The top U.S. envoy to Asean said on Wednesday that despite trade and security issues being at the center of last week’s U.S.-Asean Summit, U.S. President Barack Obama also used the setting to address the region’s human rights problems.
Speaking from Jakarta during a teleconference with reporters, Nina Hachigian said that the summit held in Rancho Mirage, California, from February 15 to 16—as well as U.S.-Asean relations in general—focused on “growth, stability, [and] rules.”
“I can tell you this, that at every opportunity in the summit, the president raised the importance of human rights and rule of law,” Ms. Hachigian said, responding to a question about whether Cambodia’s invite to the summit indicated an optimistic view of its human rights situation.
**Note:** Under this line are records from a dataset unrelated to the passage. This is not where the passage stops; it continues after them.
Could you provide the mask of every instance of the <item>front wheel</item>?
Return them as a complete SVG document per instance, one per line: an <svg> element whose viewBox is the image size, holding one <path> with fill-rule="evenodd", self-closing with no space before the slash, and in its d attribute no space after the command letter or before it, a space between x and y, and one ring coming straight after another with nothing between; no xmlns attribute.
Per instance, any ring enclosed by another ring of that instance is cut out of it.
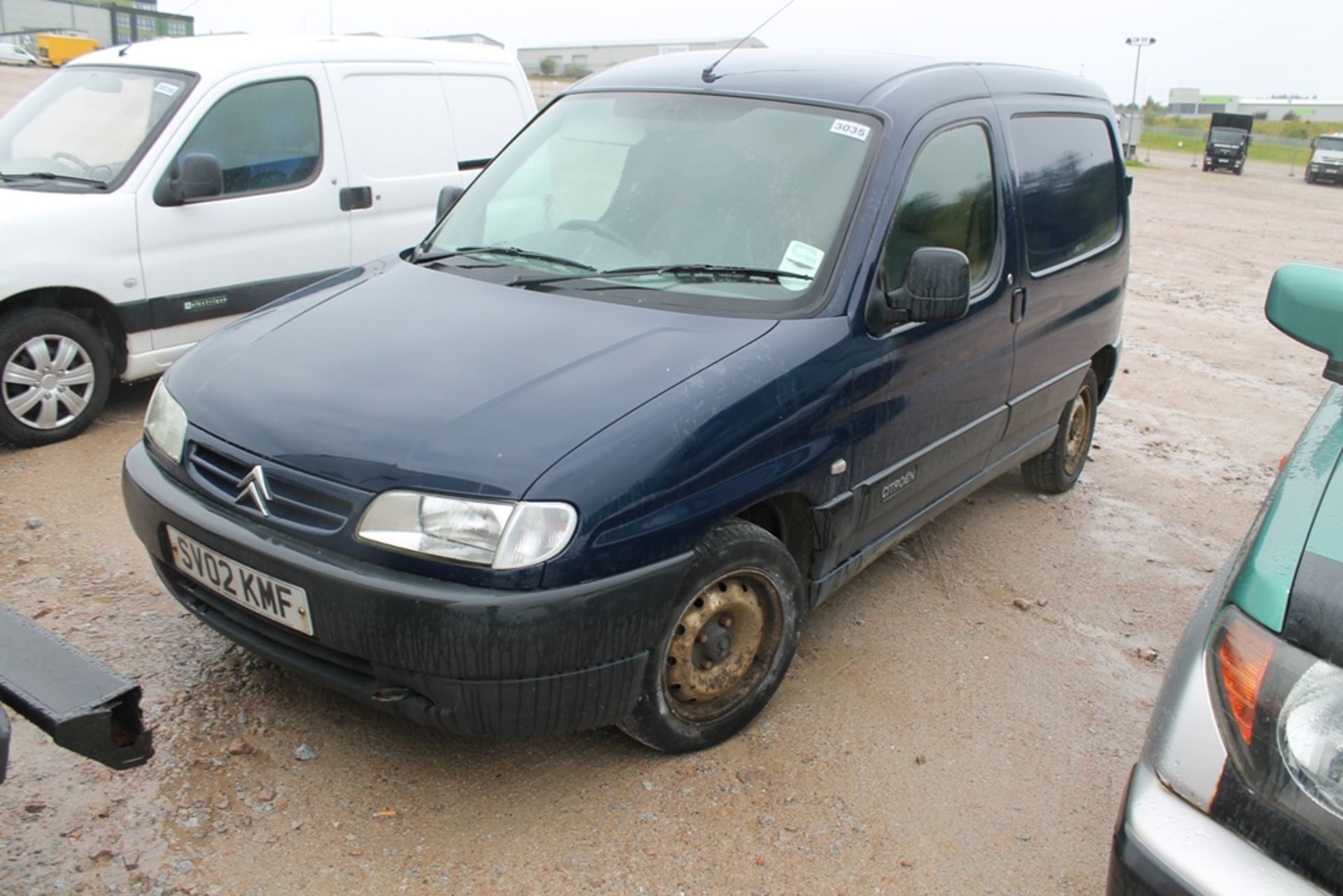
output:
<svg viewBox="0 0 1343 896"><path fill-rule="evenodd" d="M764 708L798 647L802 575L783 544L731 520L694 551L620 728L665 752L723 743Z"/></svg>
<svg viewBox="0 0 1343 896"><path fill-rule="evenodd" d="M31 447L68 439L107 403L107 349L67 312L30 308L0 316L0 441Z"/></svg>
<svg viewBox="0 0 1343 896"><path fill-rule="evenodd" d="M1073 488L1086 466L1092 435L1096 433L1096 406L1100 387L1096 371L1086 371L1082 387L1077 390L1058 418L1058 434L1044 454L1021 465L1026 485L1046 494L1062 494Z"/></svg>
“Our key priority is to see Cambodia develop into a strong democracy that respects human rights and supports a thriving civil society,” she said.
Ms. Hachigan added that “significant challenges” remained.
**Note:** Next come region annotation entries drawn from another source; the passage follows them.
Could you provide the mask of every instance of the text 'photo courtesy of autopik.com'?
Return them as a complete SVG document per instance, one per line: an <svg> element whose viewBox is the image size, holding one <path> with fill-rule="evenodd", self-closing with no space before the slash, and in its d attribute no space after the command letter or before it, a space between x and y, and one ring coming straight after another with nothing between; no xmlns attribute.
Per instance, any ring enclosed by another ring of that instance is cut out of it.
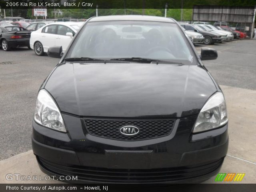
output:
<svg viewBox="0 0 256 192"><path fill-rule="evenodd" d="M255 191L256 15L0 0L0 192Z"/></svg>

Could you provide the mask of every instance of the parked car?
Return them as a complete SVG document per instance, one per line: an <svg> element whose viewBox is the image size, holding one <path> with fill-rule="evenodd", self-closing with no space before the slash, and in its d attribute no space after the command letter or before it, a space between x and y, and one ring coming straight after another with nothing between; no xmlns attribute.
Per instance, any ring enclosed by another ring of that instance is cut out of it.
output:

“We urge the Cambodian government to continue to create a more just society and improve its commitment to democracy and human rights,” she said.
In his opening remarks at the summit on February 15, Mr. Obama made passing reference to human rights and its place in U.S.-Asean relations.
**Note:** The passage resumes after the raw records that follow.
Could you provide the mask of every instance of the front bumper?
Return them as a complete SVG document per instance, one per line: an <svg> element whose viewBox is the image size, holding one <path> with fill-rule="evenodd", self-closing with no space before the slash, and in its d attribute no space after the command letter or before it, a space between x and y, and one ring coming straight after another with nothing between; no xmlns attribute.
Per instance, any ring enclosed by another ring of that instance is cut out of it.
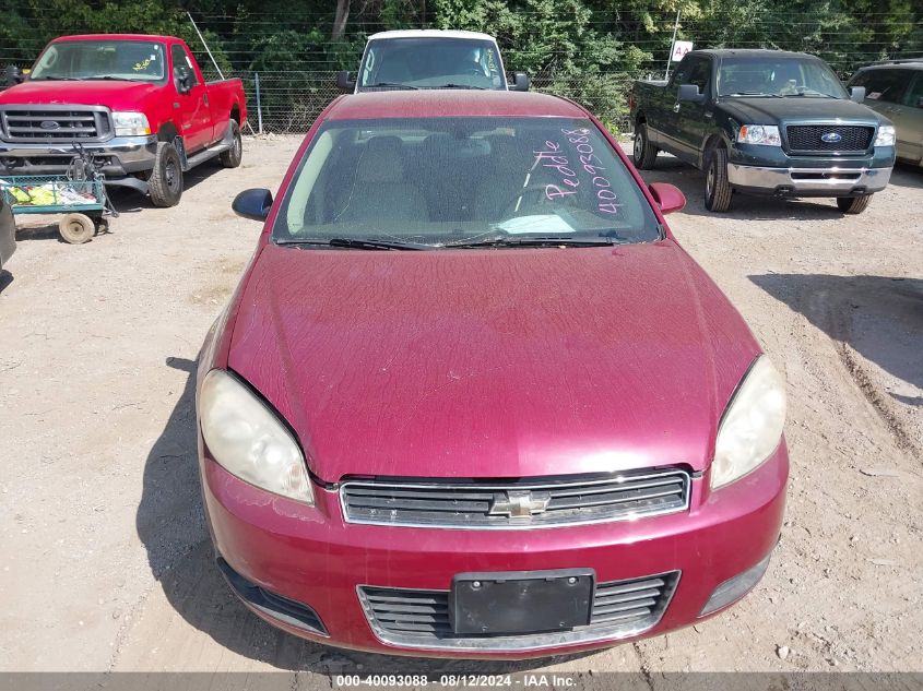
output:
<svg viewBox="0 0 923 691"><path fill-rule="evenodd" d="M107 179L125 178L154 168L157 138L116 136L106 142L83 144L83 150L103 160ZM0 141L0 174L62 175L76 155L67 144L13 144Z"/></svg>
<svg viewBox="0 0 923 691"><path fill-rule="evenodd" d="M859 196L888 186L887 168L769 168L727 164L727 181L735 189L782 196Z"/></svg>
<svg viewBox="0 0 923 691"><path fill-rule="evenodd" d="M321 643L433 657L572 653L695 623L719 585L772 550L782 522L788 469L782 443L757 470L718 492L708 491L708 474L695 478L691 508L682 513L490 532L347 524L335 491L316 487L317 505L306 507L257 489L201 456L217 557L220 563L226 562L225 575L251 610L281 629ZM593 569L597 584L682 575L652 626L600 635L575 629L520 635L514 641L510 636L395 641L376 632L360 599L368 586L446 592L459 573L555 569ZM273 598L281 598L275 601L283 603L282 609L275 611L284 611L283 616L274 613ZM319 627L299 623L313 621L315 615Z"/></svg>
CPP spokesman Sok Eysan—who last week described Prime Minister Hun Sen’s invitation to the summit as “a big, heavy wooden stick hitting the heads of the opposition people”—said that Mr. Obama’s human-rights lecturing had been minimal.
“Before the arrival of the Cambodian high delegation, [civil society groups and anti-government protesters] sharpened a knife and passed it to President Obama to chop the Cambodian high delegation,” Mr. Eysan said.
“However, we’ve noticed that nobody at the summit raised negative issues over the government’s leadership, led by Samdech Decho Hun Sen,” he said. “Therefore, we consider the Cambodian high delegation’s attendance at the U.S.-Asean Summit as a great victory.”